Computer Science Department
------------------------------------------

CS539 Machine Learning - Spring 2009 
Project 4 - Evaluating Hypotheses

PROF. CAROLINA RUIZ 

Due Date: Thursday, March 5th, 2009. and Written Report is due at 3:30 pm (beginning of class). 
------------------------------------------

  1. Study Chapter 5 in detail.

  2. Solve each of the book exercises at the end of the Chapter 5:

    5.1, 5.2, 5.3, 5.4, 5.5, and 5.6.

  3. Use stratified sampling to select two different subsets of 1000 data instances each from the census-income (also called "adult") dataset. Let's denote these subsets S1 and S2. Let income (>50K, <=50K) be the target attribute.

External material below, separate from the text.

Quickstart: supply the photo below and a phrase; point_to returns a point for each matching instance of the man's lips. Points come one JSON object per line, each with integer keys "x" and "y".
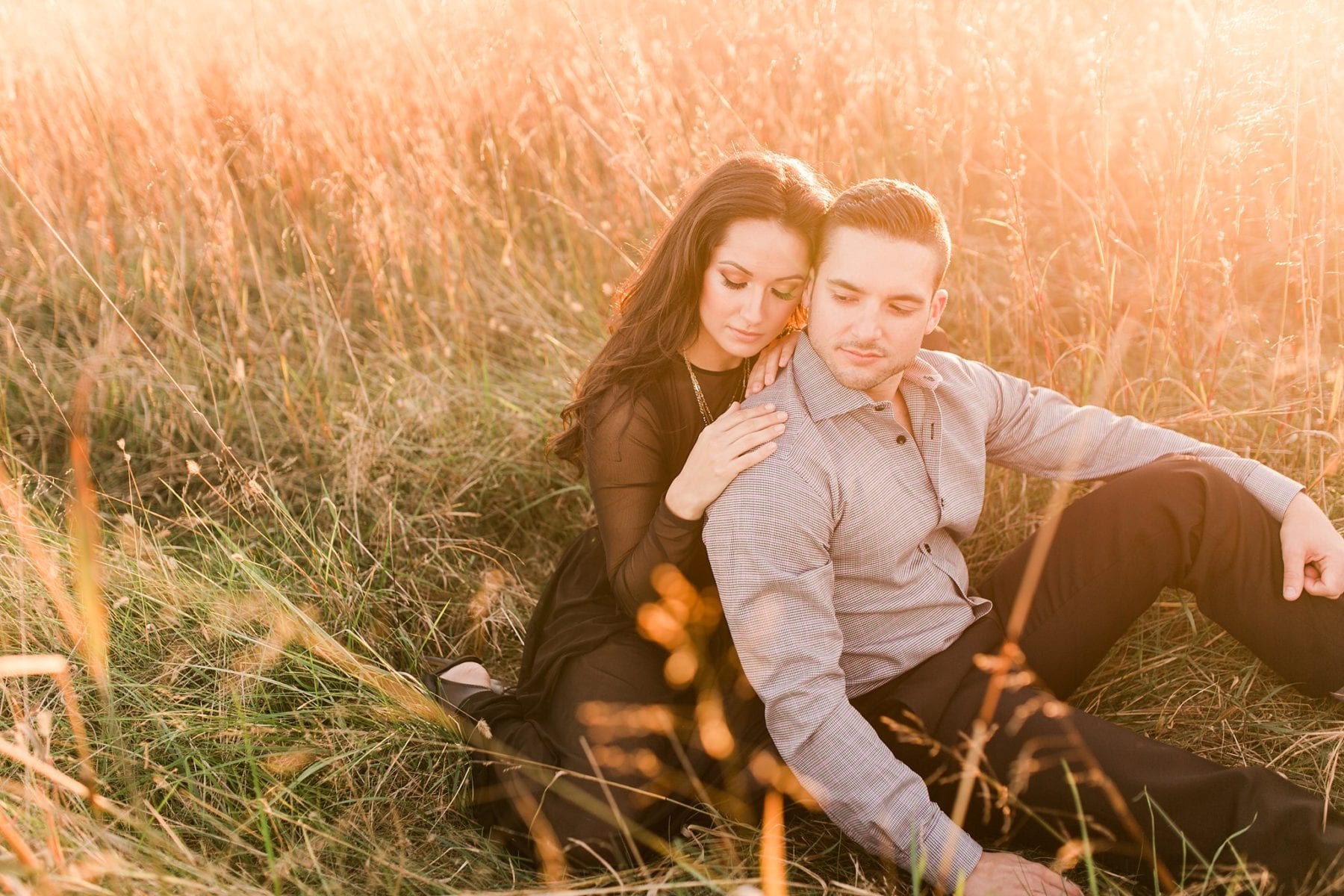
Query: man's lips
{"x": 860, "y": 356}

    1. Train a J4.8 decision tree t over S1 using a 75% split. That is, use 75% of the data to build the tree and the remaining 25% to calculate the errorS1'(t). Use this errorS1'(t) to estimate with 95% probability the errorD(t), i.e. the error of t over the entire distribution D of census-income instances (not just the 50,000 data instances available at the dataset website).

    2. Train a neural network nn with 1 hidden layer and other default parameters over the dataset S2 using a 75% split. That is, use 75% of the data in S2 to train the neural net and the remaining 25% to calculate the errorS2'(nn). Compare the decision tree t from above and the neural network nn by estimating the difference d between the true errors of these two hypotheses with 95% probability using errorS1'(t) and errorS2'(nn).

    3. Compare J4.8 decision trees and neural networks (with default parameters) over the census-income dataset by running Weka's experimenter over S1, with 1 repetition of 10-fold cross-validation. Make sure to store the results that the experimenter outputs in an arff file.

      1. From the arff results file, extract the error (Percent_incorrect) of decision trees and of neural networks on each iteration of 10-fold cross-validation. Using those errors, follow by hand the paired t test procedure described in Section 5.6 of your textbook. Use an approximate confidence interval of 95%, k=10, and data subset S1 as D0. Show each step of your calculations. (Note that you need to find out the constant t 95, 9 so that you can complete the calculations.)

      2. From the "Analyse" tab of the Experimenter, use the "Paired T-Tester" to perform a test comparing the "percent_incorrect" of both learning methods used in the experiment with Significance = 0.05 (which is the same as confidence = 95%). Include in your document the results of the paired t test reported by Weka. Compare with the results you obtained above when you ran the paired t test by hand.

Please turn in written solutions to these problems at the beginning of class on Thursday, March 5th and be ready to discuss your solutions and the chapter in class.